Yeah, well, surely they’ve thought this whole “green” thing, right? Sadly, no. For not only will the “green movement” be hideously expensive and result in no appreciably better ecological ends, the extraction of its necessary materials — for even unicorns must come from somewhere — will also cost more and require even more pollution than current fossil fuels do.
For example, replacing the energy output from a single 100-MW natural gas-fired turbine, itself about the size of a residential house (producing enough electricity for 75,000 homes), requires at least 20 wind turbines, each one about the size of the Washington Monument, occupying some 10 square miles of land.
Building those wind machines consumes enormous quantities of conventional materials, including concrete, steel, and fiberglass, along with less common materials, including “rare earth” elements such as dysprosium. A World Bank study noted what every mining engineer knows: “[T]echnologies assumed to populate the clean energy shift … are in fact significantly more material intensive in their composition than current traditional fossil-fuel-based energy supply systems.”

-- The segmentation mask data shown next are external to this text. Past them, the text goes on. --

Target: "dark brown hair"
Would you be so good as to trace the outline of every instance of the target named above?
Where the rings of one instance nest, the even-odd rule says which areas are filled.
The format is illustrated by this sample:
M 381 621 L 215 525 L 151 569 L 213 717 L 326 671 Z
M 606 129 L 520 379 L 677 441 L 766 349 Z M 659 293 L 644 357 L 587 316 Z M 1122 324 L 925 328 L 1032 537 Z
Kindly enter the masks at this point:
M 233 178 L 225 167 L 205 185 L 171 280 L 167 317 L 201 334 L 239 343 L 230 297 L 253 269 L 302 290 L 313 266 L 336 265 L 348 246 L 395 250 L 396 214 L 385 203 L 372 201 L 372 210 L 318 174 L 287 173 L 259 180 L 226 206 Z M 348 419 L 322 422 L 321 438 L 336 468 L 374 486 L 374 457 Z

Nothing comes from nothing, and the rare-earth elements and other necessities to build “green energy” machines have to be extracted, just like fossil fuels, only far more expensively. “Wind farms come close to matching hydro dams in material consumption, and solar farms outstrip both,” write Mills. “In all three cases, the largest share of the tonnage is found in conventional materials like concrete, steel, and glass. Compared with a natural gas power plant, all three require at least 10 times as many total tons mined, moved, and converted into machines to deliver the same quantity of energy.”
Please click on the link at the top to read much, much more on the subject. The short version is those who harbor of prelapsarian vision of “clean and green” energy are not only fooling themselves, but are putting the rest of us at risk while indulging their neo-totalitarian fantasies of streets whose only traffic will be that of little princesses on unicorns.
Instead, as Mills concludes, the future really is going to be all of the above — minus the unicorns, of course:
Even without subsidies, mandates, and policies that favor green energy, the future for both America and the rest of the world will see many more wind and solar farms and many more electric cars. That will happen precisely because those technologies have matured enough to play significant roles. And given the magnitude of pent-up global demand for energy and energy-using machines and services—especially after the world struggles out of recession—it is a truth, not a slogan, that the world will need “all of the above” in energy supplies.
These realities, combined with the immutable reality that green machines require extraordinary quantities of energy minerals, can perhaps form a common intersection of interests that support an expansion in domestic mining. That would be, after all, of strategic and economic benefit to the United States, regardless of the debates over whether green energy is a replacement for hydrocarbons, which it is not, or a significant new and valuable energy sector, which it most assuredly is.